In einem drei Seiten langen Interview im aktuellen SPIEGEL (Printausgabe, in Auszügen hier) schaltet sich der Innenminister der rot-grünen Koalitionen (1998 -2005) aus seinem Alterssitz in der Toskana in die Debatte um die Enthüllungen von Edward Snowden über die Abhörpraxis der Geheimdienste ein.

Die redaktionelle Choreografie des SPIEGELs ist sicherlich nicht zufällig. Da wird zunächst in einem Beitrag unter dem Titel „Tricks und Finten“ ein Strategiewechsel der Regierung konstatiert. Während die Kanzlerin sieben Wochen die Sache einfach aussitzen wollte, habe sie nun Kanzleramtsminister Pofalla nach vorne geschickt, um in die Offensive zu kommen.
Der Spiegel tut sich dann noch damit wichtig, dass er Unterlagen von Edward Snowden „einsehen“ durfte, und hält Pofalla vor, dass er Vorwürfe dementiere, die niemand erhoben habe und dass die wirklich brisanten Punkte offen blieben.

Zurecht hält das Blatt Pofalla dessen vollmundigen Satz vor, „die deutschen Nachrichtendienste arbeiten nach Recht und Gesetz“. Die entscheidende Frage ist doch, nach welchem Recht arbeiten sie?

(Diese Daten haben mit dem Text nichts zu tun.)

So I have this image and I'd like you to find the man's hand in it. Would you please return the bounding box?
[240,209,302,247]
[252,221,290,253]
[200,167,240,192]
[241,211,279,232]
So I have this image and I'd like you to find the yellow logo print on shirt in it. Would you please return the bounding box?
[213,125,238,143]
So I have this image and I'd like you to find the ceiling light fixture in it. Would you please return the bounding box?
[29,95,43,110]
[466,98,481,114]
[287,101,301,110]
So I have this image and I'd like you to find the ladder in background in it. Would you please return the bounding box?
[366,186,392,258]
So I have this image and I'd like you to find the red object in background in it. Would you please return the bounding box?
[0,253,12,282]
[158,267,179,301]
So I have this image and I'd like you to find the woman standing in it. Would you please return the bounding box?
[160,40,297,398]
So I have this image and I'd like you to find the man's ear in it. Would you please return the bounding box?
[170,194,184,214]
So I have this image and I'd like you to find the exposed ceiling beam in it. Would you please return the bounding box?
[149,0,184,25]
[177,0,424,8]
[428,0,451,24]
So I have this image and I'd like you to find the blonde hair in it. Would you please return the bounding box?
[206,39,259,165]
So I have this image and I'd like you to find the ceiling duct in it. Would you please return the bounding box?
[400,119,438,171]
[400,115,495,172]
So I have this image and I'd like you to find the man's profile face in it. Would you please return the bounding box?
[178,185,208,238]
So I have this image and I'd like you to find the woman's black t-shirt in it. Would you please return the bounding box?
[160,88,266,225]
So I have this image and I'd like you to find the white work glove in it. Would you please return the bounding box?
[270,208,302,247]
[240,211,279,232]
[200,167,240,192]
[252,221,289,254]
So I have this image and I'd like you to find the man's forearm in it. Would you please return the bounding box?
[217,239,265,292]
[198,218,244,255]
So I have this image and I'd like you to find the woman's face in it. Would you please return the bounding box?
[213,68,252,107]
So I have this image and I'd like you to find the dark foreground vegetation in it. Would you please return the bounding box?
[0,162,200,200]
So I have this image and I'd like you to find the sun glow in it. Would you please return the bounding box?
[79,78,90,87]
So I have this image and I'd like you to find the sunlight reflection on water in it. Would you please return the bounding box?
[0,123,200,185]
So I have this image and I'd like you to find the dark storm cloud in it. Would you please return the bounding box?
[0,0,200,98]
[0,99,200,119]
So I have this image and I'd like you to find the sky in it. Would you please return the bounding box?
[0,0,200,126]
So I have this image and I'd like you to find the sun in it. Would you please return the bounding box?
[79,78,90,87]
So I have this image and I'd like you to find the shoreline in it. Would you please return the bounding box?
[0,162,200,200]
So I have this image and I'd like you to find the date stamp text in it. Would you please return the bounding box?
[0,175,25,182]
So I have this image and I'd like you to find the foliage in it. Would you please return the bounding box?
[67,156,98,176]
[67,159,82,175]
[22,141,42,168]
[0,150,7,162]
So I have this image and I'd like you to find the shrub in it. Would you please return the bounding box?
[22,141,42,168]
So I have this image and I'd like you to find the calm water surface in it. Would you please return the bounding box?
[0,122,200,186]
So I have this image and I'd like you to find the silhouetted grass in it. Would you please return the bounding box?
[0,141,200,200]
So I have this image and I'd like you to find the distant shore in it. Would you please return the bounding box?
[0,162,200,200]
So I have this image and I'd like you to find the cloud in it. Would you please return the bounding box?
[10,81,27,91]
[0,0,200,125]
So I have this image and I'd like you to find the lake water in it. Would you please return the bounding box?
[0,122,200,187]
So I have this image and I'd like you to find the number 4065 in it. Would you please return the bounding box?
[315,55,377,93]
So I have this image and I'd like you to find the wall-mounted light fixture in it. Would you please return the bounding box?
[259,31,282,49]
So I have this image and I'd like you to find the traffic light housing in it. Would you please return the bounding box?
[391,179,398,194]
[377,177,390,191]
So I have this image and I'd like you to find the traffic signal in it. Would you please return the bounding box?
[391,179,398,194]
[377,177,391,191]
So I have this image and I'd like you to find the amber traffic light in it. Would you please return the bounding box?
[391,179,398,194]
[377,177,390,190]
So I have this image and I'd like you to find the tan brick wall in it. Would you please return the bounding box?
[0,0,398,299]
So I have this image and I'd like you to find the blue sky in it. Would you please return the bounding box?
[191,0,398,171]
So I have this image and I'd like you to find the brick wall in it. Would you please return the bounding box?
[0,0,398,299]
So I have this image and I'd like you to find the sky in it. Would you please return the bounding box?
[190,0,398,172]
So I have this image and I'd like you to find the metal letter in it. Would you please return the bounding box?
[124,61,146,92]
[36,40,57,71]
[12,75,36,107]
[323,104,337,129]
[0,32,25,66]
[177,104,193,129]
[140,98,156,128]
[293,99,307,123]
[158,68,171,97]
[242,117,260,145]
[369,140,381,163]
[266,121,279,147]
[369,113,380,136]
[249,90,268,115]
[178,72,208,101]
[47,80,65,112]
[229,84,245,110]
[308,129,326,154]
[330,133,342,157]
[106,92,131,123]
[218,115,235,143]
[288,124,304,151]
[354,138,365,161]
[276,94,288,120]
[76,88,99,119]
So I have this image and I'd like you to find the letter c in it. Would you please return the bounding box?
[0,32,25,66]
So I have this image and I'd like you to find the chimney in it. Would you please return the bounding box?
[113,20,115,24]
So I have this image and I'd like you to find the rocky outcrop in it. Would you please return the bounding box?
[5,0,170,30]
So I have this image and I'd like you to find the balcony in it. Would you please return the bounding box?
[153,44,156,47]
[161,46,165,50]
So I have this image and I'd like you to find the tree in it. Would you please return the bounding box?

Nach den Gesetzen und dem Grundgesetz der Bundesrepublik oder darüber hinaus und unter Missachtung deutschen Rechts, nach (Verwaltungs-) Vereinbarungen und verbindlichen Absprachen mit den ehemaligen Besatzungsmächten.

Die Kanzlerin selbst bleibt in dem Artikel weitgehend verschont, nur ihr Kanzleramtsminister bekommt ein paar Schrammen ab.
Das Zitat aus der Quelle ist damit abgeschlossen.